Clinical and Histomorphomertic Evaluation of Effects of Platelet-poor Plasma and Platelet-rich Plasma on Healing of Extraction Sockets with Buccal Dehiscence: An Experimental Study in Dogs
Background: Considerable alveolar bone loss occurs follows tooth extraction, this bone resorption can compromise dental implant procedure, for this reason, the concept of socket preservation techniques was introduced, in which different materials placed into the extraction socket immediately after extraction to minimize alveolar bone loss.

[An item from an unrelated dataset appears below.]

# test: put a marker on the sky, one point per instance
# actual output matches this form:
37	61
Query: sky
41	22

Aim of study: To evaluate the effects of autologous platelets poor plasma (PPP) and autologous platelets rich plasma (PRP) on the preservation of alveolar width in extraction socket with buccal dehiscence, and to evaluate the effect of PPP and PRP on the amount of new bone formation in extraction site after one and two months' duration.
Material and method: Six adult pointer dogs were selected for this study. The alveolar width was measured before extraction at a point 3 mm below the top of alveolar crest, after flap reflection 3 mm buccal dehiscence was created with trephine bur. Then the mandibular third premolar was extracted bilaterally. The extraction sites were randomly assigned to three groups: Platelets poor plasma, platelets rich plasma and control. The experiment was designed to permit the examination of the extraction site after one and two months. Then we measure the alveolar width reduction after one and two months and the amount of new bone formed in the extraction socket was measured histomorphometrically.
Results: There was no statistically significant difference in mean of alveolar width resorption between the three groups after one and two months, while the mean value of the amount of new bone formed in extraction socket was significantly higher in platelets rich plasma group after one month but not after two months. Platelets poor plasma has no statistically significant effects on bone formation in the extraction socket.
Conclusion: This study showed that platelets rich plasma increases the amount of new bone formation in the extraction socket after one month but it failed to have long term effects after two months. Platelets poor plasma has no statistically significant effect on the amount of new bone formation in the extraction socket after one and two months. Regarding the horizontal bone loss, it was not a statistically significant difference between all groups.